Горький думал о снеге, о России, о доме. Дома, конечно, не было. Были одни бесконечные переезды, за окном менялся пейзаж. То двугорбый профиль Везувия с дежурным облаком над ним, то рыбацкие лодки у каменистого берега в «Марина пиккола» на Капри, то пушкинская церковь у Никитских ворот. В Италии не было снега, а в России не хватало солнца и становилось страшновато. Недавно он получил письмо из Парижа. Писал Алексей Толстой, приехавший из Москвы в Париж на конференцию. Уговаривал Горького быстрее приехать в Москву и окончательно там обосноваться. «Вы нужны дома, — писал Толстой, — а об остальном беспокоиться не надо. На руках будут носить». А писатель Зайцев из того же Парижа прислал письмо и, напротив, просил не торопиться в гости к Сталину и даже строчки Чуковского вспомнил: «Не хотите ли попасть прямо в пасть?»

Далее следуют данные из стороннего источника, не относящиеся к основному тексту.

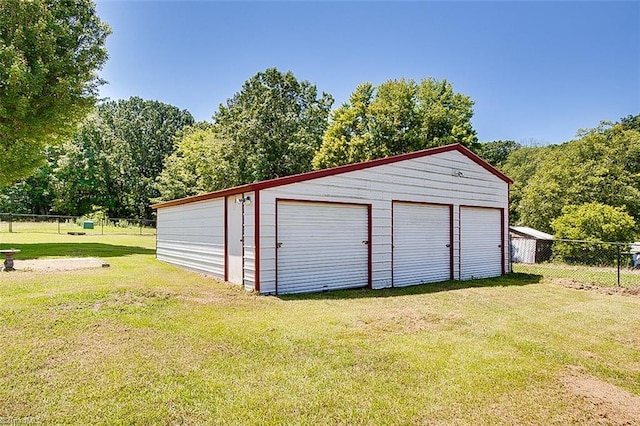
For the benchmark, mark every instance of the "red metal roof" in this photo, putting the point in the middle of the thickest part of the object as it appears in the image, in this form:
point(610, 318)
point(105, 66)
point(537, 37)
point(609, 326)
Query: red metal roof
point(336, 171)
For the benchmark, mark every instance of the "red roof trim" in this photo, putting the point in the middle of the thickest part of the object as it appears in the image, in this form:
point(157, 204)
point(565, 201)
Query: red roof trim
point(335, 171)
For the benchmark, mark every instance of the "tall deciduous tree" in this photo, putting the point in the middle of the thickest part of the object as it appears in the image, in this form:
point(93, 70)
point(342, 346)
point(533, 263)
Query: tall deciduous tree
point(276, 125)
point(50, 51)
point(602, 166)
point(496, 153)
point(202, 162)
point(114, 159)
point(396, 117)
point(591, 222)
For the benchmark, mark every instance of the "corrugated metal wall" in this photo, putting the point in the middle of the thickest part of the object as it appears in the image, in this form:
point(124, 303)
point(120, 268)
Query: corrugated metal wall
point(421, 243)
point(321, 246)
point(192, 236)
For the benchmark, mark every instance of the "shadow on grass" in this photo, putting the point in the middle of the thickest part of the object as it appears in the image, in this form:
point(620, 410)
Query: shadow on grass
point(513, 279)
point(34, 251)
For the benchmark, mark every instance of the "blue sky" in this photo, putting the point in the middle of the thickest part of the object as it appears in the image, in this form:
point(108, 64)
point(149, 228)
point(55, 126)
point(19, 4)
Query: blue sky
point(537, 71)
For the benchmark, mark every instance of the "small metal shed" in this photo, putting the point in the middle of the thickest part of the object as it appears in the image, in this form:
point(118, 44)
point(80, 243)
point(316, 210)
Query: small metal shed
point(529, 245)
point(426, 216)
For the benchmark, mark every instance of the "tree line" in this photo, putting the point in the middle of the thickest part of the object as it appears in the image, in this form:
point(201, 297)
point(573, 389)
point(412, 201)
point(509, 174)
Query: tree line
point(128, 154)
point(586, 189)
point(62, 151)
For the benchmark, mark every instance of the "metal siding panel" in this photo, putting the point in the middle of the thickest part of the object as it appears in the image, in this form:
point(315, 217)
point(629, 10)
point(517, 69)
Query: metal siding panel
point(192, 236)
point(421, 243)
point(321, 247)
point(480, 243)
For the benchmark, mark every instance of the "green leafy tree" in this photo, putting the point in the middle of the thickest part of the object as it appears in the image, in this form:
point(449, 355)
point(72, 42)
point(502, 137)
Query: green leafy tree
point(521, 165)
point(497, 153)
point(603, 166)
point(396, 117)
point(112, 162)
point(595, 223)
point(202, 162)
point(275, 124)
point(50, 52)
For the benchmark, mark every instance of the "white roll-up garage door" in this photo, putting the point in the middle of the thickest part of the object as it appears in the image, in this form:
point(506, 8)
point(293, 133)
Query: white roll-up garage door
point(321, 246)
point(421, 243)
point(481, 252)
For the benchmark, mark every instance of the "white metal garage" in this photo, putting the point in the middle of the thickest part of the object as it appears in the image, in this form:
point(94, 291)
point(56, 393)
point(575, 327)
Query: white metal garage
point(421, 217)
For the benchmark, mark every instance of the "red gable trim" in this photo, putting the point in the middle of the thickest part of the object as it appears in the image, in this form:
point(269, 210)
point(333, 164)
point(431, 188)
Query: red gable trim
point(335, 171)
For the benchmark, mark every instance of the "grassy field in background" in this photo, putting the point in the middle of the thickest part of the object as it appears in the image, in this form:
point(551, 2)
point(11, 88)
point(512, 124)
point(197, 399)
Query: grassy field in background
point(65, 226)
point(603, 276)
point(143, 342)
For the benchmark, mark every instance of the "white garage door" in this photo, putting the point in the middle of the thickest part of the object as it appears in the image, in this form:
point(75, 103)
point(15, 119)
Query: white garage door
point(421, 243)
point(481, 252)
point(321, 246)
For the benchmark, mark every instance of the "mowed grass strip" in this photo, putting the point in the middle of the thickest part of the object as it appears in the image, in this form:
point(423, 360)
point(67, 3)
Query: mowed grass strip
point(143, 342)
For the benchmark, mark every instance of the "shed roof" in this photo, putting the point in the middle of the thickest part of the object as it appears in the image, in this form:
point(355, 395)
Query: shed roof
point(525, 231)
point(336, 171)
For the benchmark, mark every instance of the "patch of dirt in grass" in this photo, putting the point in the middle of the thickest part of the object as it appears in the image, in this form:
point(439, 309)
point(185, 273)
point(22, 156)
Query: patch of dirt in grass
point(58, 265)
point(407, 321)
point(607, 403)
point(625, 291)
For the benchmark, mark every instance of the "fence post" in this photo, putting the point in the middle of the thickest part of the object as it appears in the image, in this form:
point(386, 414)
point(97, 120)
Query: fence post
point(618, 246)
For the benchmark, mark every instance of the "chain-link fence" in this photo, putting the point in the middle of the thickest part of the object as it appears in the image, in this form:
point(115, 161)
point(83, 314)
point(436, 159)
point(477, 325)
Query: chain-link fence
point(587, 262)
point(75, 225)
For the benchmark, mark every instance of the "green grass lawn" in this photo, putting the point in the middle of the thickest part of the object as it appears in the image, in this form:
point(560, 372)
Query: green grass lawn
point(143, 342)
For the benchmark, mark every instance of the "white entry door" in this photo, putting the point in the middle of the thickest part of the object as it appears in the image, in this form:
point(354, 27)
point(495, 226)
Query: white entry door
point(321, 246)
point(421, 243)
point(481, 243)
point(235, 237)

С письма Толстого мысли почему-то перенеслись на сына. Максим был добрым, но непутевым. На днях вернулся из Америки. А зачем он туда ездил? И зачем гоняет на своей «альфа-ромео» по Европе? О чем думает, чего ищет? На память пришел приемный сын Толстого Федор, которого все звали Фефа, молодой талантливый нахал, физик, приятель Максима. Вот он знает, чего хочет. Много занимается, будет ученым, а ученые сейчас нужны, не то что наш брат, писатель. Фефа как-то зашел к нему в кабинет и предложил устроить Максима студентом-заочником в Московский автодорожный институт. Дескать, знает и любит автомобиль, пусть совершенствуется, получит профессию. Горький поддержал. Почему бы и нет? Пусть приткнется хоть к чему-нибудь, а это дело полезное. А про себя подумал, вряд ли что из этой затеи получится. Максима он знал. А Фефа горячо взялся за дело. Отправился в приемную комиссию и сдал Максимовы документы. Там посмотрели. «Пешков… Максим Алексеевич… А где же адрес, по какому адресу высылать задания?» Фефа спокойно ответил: «Италия, Сорренто». Члены комиссии раскрыли рты и только тогда поняли, о ком идет речь. Максим был немедленно зачислен. На виллу в Сорренто стали приходить из Москвы конверты из грубой серой бумаги с чернильными штемпелями автодорожного института. Прошел семестр, а Максим и не думал заниматься. В Москве Фефа напомнил ему о заданиях. И тот ответил, неторопливо и окая, подражая отцу: «Понимаешь, эти задачи какие-то особые. Я одну Эйнштейну показал. Он сказал, что решить невозможно».